Since the first report in 1662, several more have appeared regarding the genetic classification of RP patients.[8] Due to the various clinical presentations of patients belonging to different genetic classes,[9],[10] it becomes important to define the clinical subtypes occurring in each of the genetic classes along with the modes of inheritance.[11] This would also facilitate counselling.[12]

In this report, the genetic classification of the RP patients from India and their clinical subtypes have been described.

Materials and methods

A total of 151 patients from 83 families were examined. The patients showed all the symptoms of primary RP.[3],[7],[11],[13] Cases from different syndromes were excluded from the study. The study includes the data of RP patients listed from May 1991 to May 1993 at the Sathye Eye Hospital, Pune, India.

They covered a wide cross section of the Indian population namely from the states of Maharashtra, Karnataka, Tamilnadu, Kerala, Madhya Pradesh, Uttar Pradesh and Gujarat. The patients were chosen using the following criteria: (1) bilateral involvement (2) constriction of the visual field (3) progessive loss of vision (4) diminished or absent electroretinography (ERG) response, and (5) noisy P2 on visual evoked potential (VEP).[7],[11]

Retinal evaluation of these patients was carried out using binocular indirect ophthalmoscope which revealed various degrees of bone spicule pigmentation of the retina. Perimetry studies (Lister's perimeter) showed constriction of visual field. ERG and VEP were recorded on Nicolet Ganzfield [Nicolet compact 4]. Measurement of refraction, evaluation of visual acuity and slitlamp examination were carried out for all the patients.
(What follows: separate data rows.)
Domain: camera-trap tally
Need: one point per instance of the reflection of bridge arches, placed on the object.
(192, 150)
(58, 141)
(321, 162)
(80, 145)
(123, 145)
The clinical subtypes defined is the modified form of those by Kaplan J. et al.[11]

1. Appearance of the symptoms (nyctalopia, constricted visual field) before the age of 15 were defined as early onset forms as against the late onset ones wherein the symptoms appeared later in adulthood.

2. Severe forms exhibited highly constricted fields of vision, diminished visual acuity before the age of 30 whereas mild forms had retained their visual acuity and had a moderately affected peripheral vision.

3. Senile forms were defined as the late onset form of the milder variety form of the disease.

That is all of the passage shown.